Prime Minister John Key has denied criticising the media, despite earlier accusing it of becoming more aggressive, hostile, and antagonistic towards his Government.
Speaking on Newstalk ZB this morning (play audio from 3m 01 sec), Mr Key made special mention of the New Zealand Herald , which he said had become more tabloid in an attempt to raise a declining circulation.
He also took aim at the Sunday Star Times.
"The media are in a more aggressive and hostile mood towards us, I am not bent out of shape about that, I expected that," he said.
"Helen Clark came up to me at the swearing in of the Government in 2011 and said to me, 'I remember what it was like, the first term was sort of okay, the second term was disastrous and the third term was diabolical."
However in a press conference this afternoon, Mr Key told media they were "doing well".
He denied singling out the New Zealand Herald and the Sunday Star Times for criticism.

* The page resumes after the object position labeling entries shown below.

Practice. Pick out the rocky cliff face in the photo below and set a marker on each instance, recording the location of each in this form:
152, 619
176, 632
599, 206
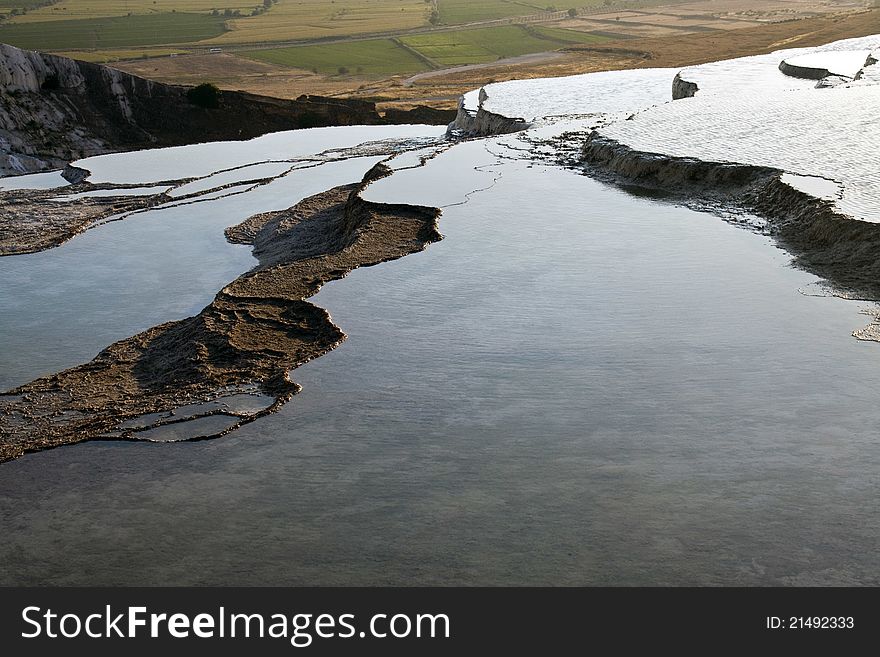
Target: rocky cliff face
54, 110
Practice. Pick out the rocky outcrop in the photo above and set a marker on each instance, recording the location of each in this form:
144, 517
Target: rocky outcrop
682, 88
54, 110
804, 72
481, 122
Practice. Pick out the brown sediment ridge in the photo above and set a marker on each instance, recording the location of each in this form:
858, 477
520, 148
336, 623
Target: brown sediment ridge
838, 248
31, 222
255, 331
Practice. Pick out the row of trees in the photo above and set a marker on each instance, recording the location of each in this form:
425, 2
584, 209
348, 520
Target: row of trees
236, 13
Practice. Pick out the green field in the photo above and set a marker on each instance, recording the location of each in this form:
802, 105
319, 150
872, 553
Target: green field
453, 48
456, 12
371, 57
488, 44
566, 37
116, 32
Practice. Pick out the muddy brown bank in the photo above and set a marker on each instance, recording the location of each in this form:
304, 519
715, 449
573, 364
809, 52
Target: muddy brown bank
245, 342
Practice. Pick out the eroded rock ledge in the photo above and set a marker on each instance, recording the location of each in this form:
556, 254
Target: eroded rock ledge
483, 123
247, 340
830, 245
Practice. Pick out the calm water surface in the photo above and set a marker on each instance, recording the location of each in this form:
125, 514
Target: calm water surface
576, 386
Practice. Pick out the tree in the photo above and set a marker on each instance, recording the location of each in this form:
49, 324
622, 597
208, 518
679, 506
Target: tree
205, 95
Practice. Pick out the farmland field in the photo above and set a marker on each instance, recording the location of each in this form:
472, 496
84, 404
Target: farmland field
115, 32
385, 57
107, 56
76, 9
566, 36
456, 12
371, 57
316, 19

"We've got a lot of policies we're implementing. There'll always be critical appraisal of that. It comes with the territory. Doesn't bother me."
Mr Key said he expected media to become more hostile if he won a third term in Government.
"History shows you it's even more aggressive."
On Newstalk ZB this morning, Mr Key accused the New Zealand Herald of adopting a tabloid format to bolster sales.
"They have decided they need to stop their circulation from falling, or at least try and maybe go up - so they have a new editor, and the editor has turned the front page of the paper into a pretty sensational sort of front page and that's a deliberate strategy to get more sales at the dairy.''
Mr Key said the front page was "always one story, fairly sensational, and then the rest of the paper is a bit more traditional Herald, still a bit aggressive.
"They have brought David Fisher over from the Herald on Sunday, he's an investigative journalist, so called, Shayne Currie is now the editor and not Tim Murphy, and so they've got a completely different approach and they are doing that to stop the decline in sales."
Mr Key blamed increased criticism of his Government on media becoming antagonistic in their second term.
"That's just what happens, the pressure comes on Governments more because the media become more antagonistic, it just is what it is.
"I don't mean that as a complaint, I'm not moaning about it, it's just a statement of fact."
Herald editor-in-chief Tim Murphy, via Twitter, dismissed Mr Key's comments as "a 2nd term thing''.
Mr Murphy recalled that former Prime Minister Helen Clark accused the Herald of a "tabloid beat-up over, of all things, the $11b leaky buildings scandal. Plus ca change ...''
"Lange called us a #%^& tabloid in celebrated msg to editor's landline in '89. Bolger, Clark also dark. A 2nd term thing."
And he added: "Next up, PMs start talking about themselves in 3rd person. Always happens.''
Mr Key appeared on talkback host Leighton Smith's show after cancelling his weekly interview with TV3's Firstline this morning, without giving a reason, according to host Rachel Smalley on Twitter.
During his appearance on Smith's show, Mr Key also commented on the controversy over Kim Dotcom's donations to John Banks' Auckland mayoralty campaign fund, claiming Mr Dotcom was speaking out because he was angry with Mr Banks.
"He's angry with John Banks because we didn't approve the purchase of his property. I have never met the guy,'' said Key.
And he reiterated his support for Mr Banks.
"I don't need to know all the ins and outs and I don't because all I need is a clear assurance he hasn't broken the law.
"The Local Electoral Act, which is the act that governed taking of donations for the mayoral campaign is a very liberal and loose act.''
He also commented on the proposed SkyCity convention centre.
"When I came in as the incoming Minister of Tourism in 2008 they said to me 'build more infrastructure', if you want to take lumps out of tourism, the peaks and troughs, build a convention centre and other infrastructure.''
Mr Key says of the five deals received through an expression of interest, four asked the Government to pay for the entire construction.
"SkyCity said 'here's a deal where we get more pokie machines and other minor changes to our license in return for no cash injection'.''
According to the Prime Minister, reaction before the election was positive - including from Labour.
"Now they're trying to change the argument and say 'it's about problem gambling'.''
He said he believed people would gamble on the internet if there were no pokie machines.
Mr Key defended criticism of his party's tax cuts and said New Zealand had made strides to close the gap between rich and poor, with an 11 per cent increase in after-tax wages since National was elected.